Mahmoud dari Al Jazeera mengatakan bahwa “banyak wilayah Gaza setiap hari sudah berjuang dengan dehidrasi dan kelaparan yang dipaksakan”.

“Bahkan jika kita mengatakan… bom berhenti jatuh, orang-orang akan mati karena situasi yang mengerikan di Gaza,” katanya.

Jalur Gaza masih berisiko tinggi mengalami kelaparan, meskipun pengiriman sejumlah bantuan telah membatasi proyeksi penyebaran kelaparan ekstrem di wilayah utara, kata sebuah lembaga pemantau global pada Selasa.

Lebih dari 495.000 orang di Jalur Gaza menghadapi tingkat kerawanan pangan yang paling parah, atau “bencana”, menurut pembaruan dari Klasifikasi Fase Ketahanan Pangan Terpadu (IPC), sebuah kemitraan global yang digunakan oleh PBB dan lembaga bantuan.

Sementara itu, kepala bantuan Perserikatan Bangsa-Bangsa mengatakan tuntutan untuk akses kemanusiaan tanpa hambatan ke Jalur Gaza masih berlaku.

“Kami ingin semua titik persimpangan terbuka, kami ingin protokol keselamatan dan keamanan, kami ingin dekonflik yang dapat kami andalkan, dan kami ingin pekerja bantuan dan lembaga kesehatan tidak menjadi korban perang,” Martin Griffiths, yang mengepalai Kantor Urusan Internasional Koordinasi Urusan Kemanusiaan (OCHA), mengatakan kepada wartawan di Jenewa pada hari Rabu.

Dia juga menyerukan gencatan senjata.

Griffiths mengatakan dia prihatin dengan kemungkinan penyebaran perang Gaza ke seluruh wilayah, termasuk ke Tepi Barat yang diduduki.

Tepi Barat, tempat Otoritas Palestina yang diakui secara internasional menjalankan pemerintahan sendiri secara terbatas di bawah pendudukan Israel, telah mengalami kerusuhan terburuk selama beberapa dekade seiring dengan serangan di Gaza karena meningkatnya penangkapan massal oleh pasukan Israel dan lonjakan jumlah pemukim Israel. kekerasan.

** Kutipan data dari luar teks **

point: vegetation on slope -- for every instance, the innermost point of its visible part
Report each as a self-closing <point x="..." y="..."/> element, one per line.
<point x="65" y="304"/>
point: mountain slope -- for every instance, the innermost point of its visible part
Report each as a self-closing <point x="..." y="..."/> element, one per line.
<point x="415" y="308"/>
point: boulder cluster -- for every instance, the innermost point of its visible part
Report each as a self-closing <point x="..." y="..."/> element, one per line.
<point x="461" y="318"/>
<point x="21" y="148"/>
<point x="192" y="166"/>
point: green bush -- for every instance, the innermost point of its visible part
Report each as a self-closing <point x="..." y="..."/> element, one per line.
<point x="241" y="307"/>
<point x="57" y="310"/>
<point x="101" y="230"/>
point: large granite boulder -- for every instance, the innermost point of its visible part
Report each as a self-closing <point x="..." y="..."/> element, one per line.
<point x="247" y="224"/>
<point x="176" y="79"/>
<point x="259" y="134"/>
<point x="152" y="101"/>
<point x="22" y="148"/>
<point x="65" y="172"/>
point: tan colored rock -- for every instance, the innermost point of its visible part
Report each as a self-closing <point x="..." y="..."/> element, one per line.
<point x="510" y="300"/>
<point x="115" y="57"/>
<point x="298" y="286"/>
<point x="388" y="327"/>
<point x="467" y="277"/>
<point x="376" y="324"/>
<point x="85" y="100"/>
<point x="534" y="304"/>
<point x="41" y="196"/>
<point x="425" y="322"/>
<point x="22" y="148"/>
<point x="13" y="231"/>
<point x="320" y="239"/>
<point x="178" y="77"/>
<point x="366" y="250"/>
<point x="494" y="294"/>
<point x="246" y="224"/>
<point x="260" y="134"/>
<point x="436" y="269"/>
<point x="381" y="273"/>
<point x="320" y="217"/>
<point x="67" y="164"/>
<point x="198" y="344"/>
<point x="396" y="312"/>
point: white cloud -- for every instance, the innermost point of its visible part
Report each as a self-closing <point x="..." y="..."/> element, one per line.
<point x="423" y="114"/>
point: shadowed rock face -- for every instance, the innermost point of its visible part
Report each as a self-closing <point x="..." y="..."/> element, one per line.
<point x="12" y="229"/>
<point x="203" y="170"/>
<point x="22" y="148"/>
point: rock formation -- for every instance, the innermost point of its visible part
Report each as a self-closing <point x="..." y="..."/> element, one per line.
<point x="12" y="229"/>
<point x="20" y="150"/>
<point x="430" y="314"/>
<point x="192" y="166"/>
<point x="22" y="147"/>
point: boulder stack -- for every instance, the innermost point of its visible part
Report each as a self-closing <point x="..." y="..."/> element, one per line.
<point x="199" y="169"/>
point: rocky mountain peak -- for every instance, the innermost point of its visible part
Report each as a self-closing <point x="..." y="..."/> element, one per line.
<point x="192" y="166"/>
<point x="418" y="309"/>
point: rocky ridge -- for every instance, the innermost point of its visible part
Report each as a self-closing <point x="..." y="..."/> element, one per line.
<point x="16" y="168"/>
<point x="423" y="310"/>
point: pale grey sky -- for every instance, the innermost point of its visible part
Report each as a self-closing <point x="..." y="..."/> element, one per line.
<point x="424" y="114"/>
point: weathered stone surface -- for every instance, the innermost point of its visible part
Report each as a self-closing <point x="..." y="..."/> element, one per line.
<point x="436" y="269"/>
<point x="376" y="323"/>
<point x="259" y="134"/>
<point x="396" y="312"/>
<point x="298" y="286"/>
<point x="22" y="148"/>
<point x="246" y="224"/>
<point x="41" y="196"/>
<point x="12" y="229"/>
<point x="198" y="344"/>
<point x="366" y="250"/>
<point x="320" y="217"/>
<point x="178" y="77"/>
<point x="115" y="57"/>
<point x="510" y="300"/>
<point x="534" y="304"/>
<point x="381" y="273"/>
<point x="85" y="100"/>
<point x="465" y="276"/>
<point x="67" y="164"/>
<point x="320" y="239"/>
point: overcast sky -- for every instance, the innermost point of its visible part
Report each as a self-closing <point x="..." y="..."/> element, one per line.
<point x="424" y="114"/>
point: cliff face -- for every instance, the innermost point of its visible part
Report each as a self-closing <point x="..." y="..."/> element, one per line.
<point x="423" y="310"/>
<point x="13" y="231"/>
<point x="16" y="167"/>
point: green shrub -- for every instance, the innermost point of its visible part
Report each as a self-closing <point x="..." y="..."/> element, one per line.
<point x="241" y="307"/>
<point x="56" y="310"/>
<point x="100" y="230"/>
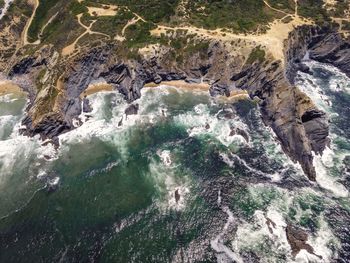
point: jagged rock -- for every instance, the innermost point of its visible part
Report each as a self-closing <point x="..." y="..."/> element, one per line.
<point x="86" y="105"/>
<point x="132" y="109"/>
<point x="177" y="196"/>
<point x="297" y="239"/>
<point x="271" y="82"/>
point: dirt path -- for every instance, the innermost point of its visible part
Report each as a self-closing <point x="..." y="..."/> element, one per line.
<point x="48" y="22"/>
<point x="25" y="32"/>
<point x="275" y="9"/>
<point x="6" y="6"/>
<point x="272" y="40"/>
<point x="68" y="50"/>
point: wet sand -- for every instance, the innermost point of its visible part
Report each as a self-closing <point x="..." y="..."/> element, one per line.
<point x="7" y="87"/>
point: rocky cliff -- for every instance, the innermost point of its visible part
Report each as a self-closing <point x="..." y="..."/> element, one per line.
<point x="300" y="127"/>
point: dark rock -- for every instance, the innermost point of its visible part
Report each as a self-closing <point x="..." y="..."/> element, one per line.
<point x="297" y="239"/>
<point x="243" y="133"/>
<point x="177" y="196"/>
<point x="86" y="105"/>
<point x="132" y="109"/>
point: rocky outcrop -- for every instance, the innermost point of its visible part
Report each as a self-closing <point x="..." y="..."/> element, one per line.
<point x="300" y="127"/>
<point x="297" y="239"/>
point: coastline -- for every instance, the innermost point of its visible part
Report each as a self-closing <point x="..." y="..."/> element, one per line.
<point x="7" y="87"/>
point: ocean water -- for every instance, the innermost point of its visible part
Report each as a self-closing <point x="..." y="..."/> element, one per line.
<point x="173" y="183"/>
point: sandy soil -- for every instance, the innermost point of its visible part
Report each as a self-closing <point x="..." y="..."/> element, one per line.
<point x="7" y="87"/>
<point x="272" y="40"/>
<point x="68" y="50"/>
<point x="110" y="11"/>
<point x="25" y="32"/>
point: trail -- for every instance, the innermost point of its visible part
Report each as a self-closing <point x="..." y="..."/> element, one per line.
<point x="133" y="21"/>
<point x="5" y="8"/>
<point x="275" y="9"/>
<point x="272" y="40"/>
<point x="68" y="50"/>
<point x="25" y="32"/>
<point x="48" y="22"/>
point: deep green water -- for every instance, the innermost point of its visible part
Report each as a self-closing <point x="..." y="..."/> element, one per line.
<point x="108" y="193"/>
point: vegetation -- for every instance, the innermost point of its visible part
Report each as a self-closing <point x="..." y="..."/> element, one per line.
<point x="285" y="5"/>
<point x="241" y="15"/>
<point x="313" y="9"/>
<point x="151" y="10"/>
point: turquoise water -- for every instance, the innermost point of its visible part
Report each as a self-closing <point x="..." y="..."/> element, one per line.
<point x="108" y="193"/>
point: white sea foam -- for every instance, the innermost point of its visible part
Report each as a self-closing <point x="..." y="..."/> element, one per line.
<point x="200" y="122"/>
<point x="218" y="245"/>
<point x="168" y="184"/>
<point x="324" y="179"/>
<point x="7" y="98"/>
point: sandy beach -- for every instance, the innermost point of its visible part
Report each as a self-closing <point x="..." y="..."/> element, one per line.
<point x="7" y="87"/>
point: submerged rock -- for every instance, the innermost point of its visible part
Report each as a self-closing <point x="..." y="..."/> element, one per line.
<point x="297" y="239"/>
<point x="132" y="109"/>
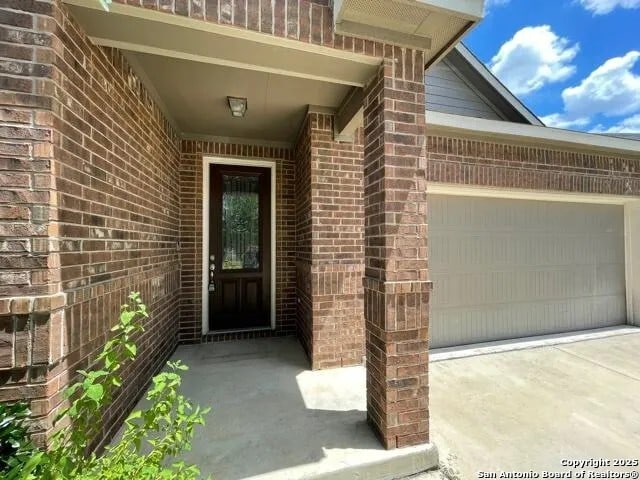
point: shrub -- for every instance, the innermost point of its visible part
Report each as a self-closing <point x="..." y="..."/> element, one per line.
<point x="15" y="446"/>
<point x="151" y="438"/>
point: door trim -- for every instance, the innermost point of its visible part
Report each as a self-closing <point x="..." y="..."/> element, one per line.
<point x="206" y="204"/>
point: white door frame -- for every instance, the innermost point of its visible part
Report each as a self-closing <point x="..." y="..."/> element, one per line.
<point x="206" y="203"/>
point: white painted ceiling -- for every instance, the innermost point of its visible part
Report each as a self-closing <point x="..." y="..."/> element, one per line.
<point x="194" y="95"/>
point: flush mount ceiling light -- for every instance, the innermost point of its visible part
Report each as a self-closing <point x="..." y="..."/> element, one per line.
<point x="238" y="106"/>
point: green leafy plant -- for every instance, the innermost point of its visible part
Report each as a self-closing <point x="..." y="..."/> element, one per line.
<point x="151" y="438"/>
<point x="15" y="446"/>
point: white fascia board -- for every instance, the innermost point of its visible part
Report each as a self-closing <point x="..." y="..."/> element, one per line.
<point x="438" y="122"/>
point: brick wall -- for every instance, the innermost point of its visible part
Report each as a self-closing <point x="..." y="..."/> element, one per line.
<point x="304" y="238"/>
<point x="191" y="177"/>
<point x="508" y="165"/>
<point x="96" y="161"/>
<point x="396" y="282"/>
<point x="330" y="222"/>
<point x="30" y="312"/>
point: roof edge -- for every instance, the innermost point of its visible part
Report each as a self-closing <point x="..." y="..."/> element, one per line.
<point x="497" y="85"/>
<point x="496" y="129"/>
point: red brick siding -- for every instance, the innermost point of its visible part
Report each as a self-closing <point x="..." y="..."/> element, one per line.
<point x="118" y="209"/>
<point x="304" y="225"/>
<point x="191" y="177"/>
<point x="396" y="283"/>
<point x="533" y="167"/>
<point x="337" y="247"/>
<point x="330" y="231"/>
<point x="105" y="162"/>
<point x="30" y="316"/>
<point x="26" y="134"/>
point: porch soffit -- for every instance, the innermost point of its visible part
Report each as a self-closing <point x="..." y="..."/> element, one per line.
<point x="191" y="66"/>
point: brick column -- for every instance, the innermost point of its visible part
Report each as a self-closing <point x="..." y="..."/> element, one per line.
<point x="330" y="245"/>
<point x="396" y="275"/>
<point x="31" y="304"/>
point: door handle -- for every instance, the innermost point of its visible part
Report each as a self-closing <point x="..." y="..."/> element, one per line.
<point x="212" y="268"/>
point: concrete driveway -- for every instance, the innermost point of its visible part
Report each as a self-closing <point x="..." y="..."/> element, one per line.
<point x="531" y="409"/>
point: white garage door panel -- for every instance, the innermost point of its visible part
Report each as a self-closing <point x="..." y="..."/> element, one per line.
<point x="513" y="268"/>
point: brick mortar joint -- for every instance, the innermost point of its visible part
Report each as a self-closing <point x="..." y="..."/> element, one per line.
<point x="33" y="304"/>
<point x="397" y="286"/>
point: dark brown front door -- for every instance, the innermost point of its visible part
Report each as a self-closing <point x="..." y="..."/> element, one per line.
<point x="240" y="248"/>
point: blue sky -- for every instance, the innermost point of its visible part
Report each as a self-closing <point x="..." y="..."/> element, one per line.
<point x="574" y="63"/>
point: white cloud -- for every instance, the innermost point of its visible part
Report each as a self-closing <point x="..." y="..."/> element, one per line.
<point x="628" y="125"/>
<point x="602" y="7"/>
<point x="559" y="120"/>
<point x="533" y="58"/>
<point x="611" y="90"/>
<point x="489" y="4"/>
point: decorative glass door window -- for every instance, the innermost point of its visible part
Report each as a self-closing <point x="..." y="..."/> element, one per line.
<point x="241" y="222"/>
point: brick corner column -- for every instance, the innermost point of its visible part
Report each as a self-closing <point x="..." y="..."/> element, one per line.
<point x="396" y="283"/>
<point x="32" y="305"/>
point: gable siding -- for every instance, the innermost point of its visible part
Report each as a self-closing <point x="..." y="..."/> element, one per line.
<point x="447" y="92"/>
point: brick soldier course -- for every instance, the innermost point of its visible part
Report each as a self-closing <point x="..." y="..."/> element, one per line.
<point x="101" y="196"/>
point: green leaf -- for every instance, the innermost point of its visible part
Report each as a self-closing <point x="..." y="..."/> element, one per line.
<point x="95" y="392"/>
<point x="131" y="347"/>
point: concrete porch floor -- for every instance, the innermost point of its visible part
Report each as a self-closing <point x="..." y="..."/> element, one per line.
<point x="272" y="418"/>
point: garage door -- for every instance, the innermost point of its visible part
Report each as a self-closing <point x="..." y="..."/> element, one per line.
<point x="514" y="268"/>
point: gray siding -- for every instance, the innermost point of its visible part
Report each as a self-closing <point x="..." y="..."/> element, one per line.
<point x="447" y="92"/>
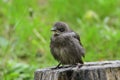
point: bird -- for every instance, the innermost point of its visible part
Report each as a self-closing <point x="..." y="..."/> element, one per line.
<point x="65" y="45"/>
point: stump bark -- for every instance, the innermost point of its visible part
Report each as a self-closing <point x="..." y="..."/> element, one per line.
<point x="106" y="70"/>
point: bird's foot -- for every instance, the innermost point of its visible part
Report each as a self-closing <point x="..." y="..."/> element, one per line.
<point x="79" y="65"/>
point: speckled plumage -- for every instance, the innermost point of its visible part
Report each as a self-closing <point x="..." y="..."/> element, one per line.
<point x="66" y="46"/>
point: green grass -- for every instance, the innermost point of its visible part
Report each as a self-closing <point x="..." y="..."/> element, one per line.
<point x="25" y="32"/>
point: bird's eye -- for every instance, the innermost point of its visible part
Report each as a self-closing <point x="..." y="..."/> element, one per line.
<point x="61" y="29"/>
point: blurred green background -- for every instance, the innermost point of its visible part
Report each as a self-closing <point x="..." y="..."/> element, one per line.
<point x="25" y="32"/>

Kantor hak asasi manusia PBB mengatakan bahwa 528 warga Palestina, termasuk 133 anak-anak, telah dibunuh oleh pasukan keamanan Israel atau pemukim di Tepi Barat sejak serangan terhadap Gaza dimulai, dan dalam beberapa kasus mereka memiliki “kekhawatiran serius akan terjadinya pembunuhan di luar hukum”.

“Kami khawatir dengan potensi tragedi dan kematian lebih lanjut serta kejadian di Tepi Barat, serta tentu saja ancaman dan kemungkinannya. [of conflict] di Lebanon,” kata Griffiths.

“Ada banyak persiapan di sisi bantuan. Bukan itu masalahnya,” katanya. “Masalahnya adalah menghentikan perang ini menjadi lebih buruk dan menghentikan hak rakyat Palestina untuk masa depan mereka. Itulah kekhawatiran yang menurut saya harus kita semua miliki.”